K.S. Vinayaka^1*, S. Shravanakumar¹, A.C. Roopashree¹, Sandeep M. Otari¹,
S.V. Praveen Kumar², D. Swathi³, T.R. Prashith Kekuda^3
1Dept. of Studies and Research in Applied Botany, Jnanasahyadri, Kuvempu University Shankaraghatta-577451, Karnataka
²Dept. of Studies and Research in Microbiology, Shivagangothri, Tholahunse,
Davangere, Karnataka
³Dept. of Microbiology, S.R.N.M.N College of Applied Sciences, NES Campus,
Balraj Urs Road, Shivamogga-577201, Karnataka

In the present study, the phytoconstituents and antibacterial activity of methanol, chloroform and hexane extracts of bark and leaf of Zizyphus rugosa Lam. was investigated against two pathogens, namely Staphylococcus aureus and Escherichia coli, isolated from clinical specimens were studied.

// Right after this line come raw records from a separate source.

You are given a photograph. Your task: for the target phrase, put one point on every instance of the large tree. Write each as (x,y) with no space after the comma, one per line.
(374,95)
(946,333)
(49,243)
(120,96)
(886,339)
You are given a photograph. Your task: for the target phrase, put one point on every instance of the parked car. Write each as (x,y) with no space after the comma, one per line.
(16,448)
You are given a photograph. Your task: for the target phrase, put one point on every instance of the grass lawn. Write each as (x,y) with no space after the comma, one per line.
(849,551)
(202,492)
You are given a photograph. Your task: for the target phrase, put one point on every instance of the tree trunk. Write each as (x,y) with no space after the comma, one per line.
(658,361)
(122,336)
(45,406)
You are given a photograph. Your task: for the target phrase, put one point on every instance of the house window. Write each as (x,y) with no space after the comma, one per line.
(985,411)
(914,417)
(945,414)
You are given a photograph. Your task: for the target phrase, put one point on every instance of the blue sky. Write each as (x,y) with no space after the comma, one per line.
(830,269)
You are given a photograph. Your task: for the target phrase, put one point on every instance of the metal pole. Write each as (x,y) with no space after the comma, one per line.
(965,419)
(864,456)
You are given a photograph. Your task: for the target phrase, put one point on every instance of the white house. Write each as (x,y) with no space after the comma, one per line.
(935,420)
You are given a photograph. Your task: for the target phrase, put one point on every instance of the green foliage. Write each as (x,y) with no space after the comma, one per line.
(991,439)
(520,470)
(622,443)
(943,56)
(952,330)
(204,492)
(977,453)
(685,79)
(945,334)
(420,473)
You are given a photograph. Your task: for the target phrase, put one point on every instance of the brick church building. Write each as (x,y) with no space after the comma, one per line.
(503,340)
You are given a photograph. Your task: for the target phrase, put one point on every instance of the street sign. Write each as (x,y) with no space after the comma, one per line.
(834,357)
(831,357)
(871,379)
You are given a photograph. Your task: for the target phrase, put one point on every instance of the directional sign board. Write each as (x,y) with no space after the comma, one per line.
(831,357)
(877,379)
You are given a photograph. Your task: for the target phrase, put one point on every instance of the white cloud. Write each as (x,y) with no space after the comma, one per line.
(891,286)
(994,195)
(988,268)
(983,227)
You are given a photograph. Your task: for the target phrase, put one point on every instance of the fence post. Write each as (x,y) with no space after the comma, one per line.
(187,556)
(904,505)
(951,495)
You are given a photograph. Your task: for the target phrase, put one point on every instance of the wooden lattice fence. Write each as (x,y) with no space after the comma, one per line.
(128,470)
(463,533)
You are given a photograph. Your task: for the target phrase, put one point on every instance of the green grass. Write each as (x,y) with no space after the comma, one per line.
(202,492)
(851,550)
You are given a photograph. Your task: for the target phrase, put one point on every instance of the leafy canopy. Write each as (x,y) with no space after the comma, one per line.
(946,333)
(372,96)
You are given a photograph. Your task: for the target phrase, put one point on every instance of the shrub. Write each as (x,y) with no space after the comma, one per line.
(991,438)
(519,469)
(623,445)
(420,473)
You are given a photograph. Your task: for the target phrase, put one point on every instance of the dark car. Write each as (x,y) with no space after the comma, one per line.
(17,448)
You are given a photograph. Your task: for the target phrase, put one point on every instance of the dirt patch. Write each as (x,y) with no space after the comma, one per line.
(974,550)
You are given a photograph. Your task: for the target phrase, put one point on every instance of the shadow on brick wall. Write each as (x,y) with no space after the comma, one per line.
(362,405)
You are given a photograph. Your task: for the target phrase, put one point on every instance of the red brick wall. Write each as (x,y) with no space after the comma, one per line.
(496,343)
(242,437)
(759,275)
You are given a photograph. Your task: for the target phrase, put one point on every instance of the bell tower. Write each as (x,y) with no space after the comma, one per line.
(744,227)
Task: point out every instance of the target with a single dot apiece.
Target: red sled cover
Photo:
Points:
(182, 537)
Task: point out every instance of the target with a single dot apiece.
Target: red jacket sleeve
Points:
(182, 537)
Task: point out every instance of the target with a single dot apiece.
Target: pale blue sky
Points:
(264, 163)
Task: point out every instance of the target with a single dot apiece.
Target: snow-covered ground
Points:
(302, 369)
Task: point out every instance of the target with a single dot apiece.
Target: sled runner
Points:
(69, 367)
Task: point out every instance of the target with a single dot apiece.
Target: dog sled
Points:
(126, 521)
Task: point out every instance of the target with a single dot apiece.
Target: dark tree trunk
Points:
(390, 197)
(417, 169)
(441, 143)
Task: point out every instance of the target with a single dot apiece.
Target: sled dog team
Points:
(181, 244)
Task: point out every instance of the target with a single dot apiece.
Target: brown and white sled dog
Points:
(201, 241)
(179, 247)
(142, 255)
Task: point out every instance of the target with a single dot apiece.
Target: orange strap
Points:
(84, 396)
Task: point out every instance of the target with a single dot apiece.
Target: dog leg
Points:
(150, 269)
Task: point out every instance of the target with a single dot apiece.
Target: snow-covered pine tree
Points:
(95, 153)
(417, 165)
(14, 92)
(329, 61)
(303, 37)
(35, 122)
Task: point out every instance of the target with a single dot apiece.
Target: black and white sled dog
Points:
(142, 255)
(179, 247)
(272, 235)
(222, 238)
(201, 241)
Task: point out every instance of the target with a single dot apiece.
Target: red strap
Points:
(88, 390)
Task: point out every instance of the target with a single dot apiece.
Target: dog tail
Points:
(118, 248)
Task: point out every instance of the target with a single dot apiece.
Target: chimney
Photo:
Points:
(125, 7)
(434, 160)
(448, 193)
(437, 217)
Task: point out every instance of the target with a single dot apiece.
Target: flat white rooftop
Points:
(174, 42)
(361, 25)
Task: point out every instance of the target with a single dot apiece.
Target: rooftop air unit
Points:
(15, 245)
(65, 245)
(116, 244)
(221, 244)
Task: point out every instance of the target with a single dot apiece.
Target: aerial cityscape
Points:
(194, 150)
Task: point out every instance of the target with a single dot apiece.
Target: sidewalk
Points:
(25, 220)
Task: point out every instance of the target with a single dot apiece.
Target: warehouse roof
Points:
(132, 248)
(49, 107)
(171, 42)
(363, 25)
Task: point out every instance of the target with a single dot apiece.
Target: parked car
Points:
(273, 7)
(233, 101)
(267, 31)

Preliminary phytochemical tests showed the presence of tannins, alkaloids, steroids, saponins and flavonoids in methanol extract of leaves while terpenoids, alkaloids, steroids and saponins were detected in bark extract. All the solvent extracts exhibited antibacterial activity as revealed by zone of inhibition formed around the well. Among isolates subjected, marked inhibition of S. aureus was observed at lesser concentration than E. coli. The leaf extracts were found to inhibit test bacteria at low concentration than bark extracts. Overall, among extracts tested, methanol extract was found to be more potent than other extracts. Methanol and chloroform extracts of leaf and bark inhibited S. aureus at a concentration of 2.5mg/ml while hexane extract revealed MIC of 5mg/ml concentration. The antimicrobial activity of solvent extracts of leaf and bark of Z. rugosa might be possibly due to the presence of the phytoconstituents in the extracts. Since the study involved the clinical isolates, which are among most noted antibiotic resistant bacteria, the extracts could be useful in the treatment of the infections caused by these bacteria. Further experiments are to be conducted to isolate active principles from the extracts and to determine in vivo antibacterial efficacy of phytoconstituents against antibiotic resistant clinical pathogens.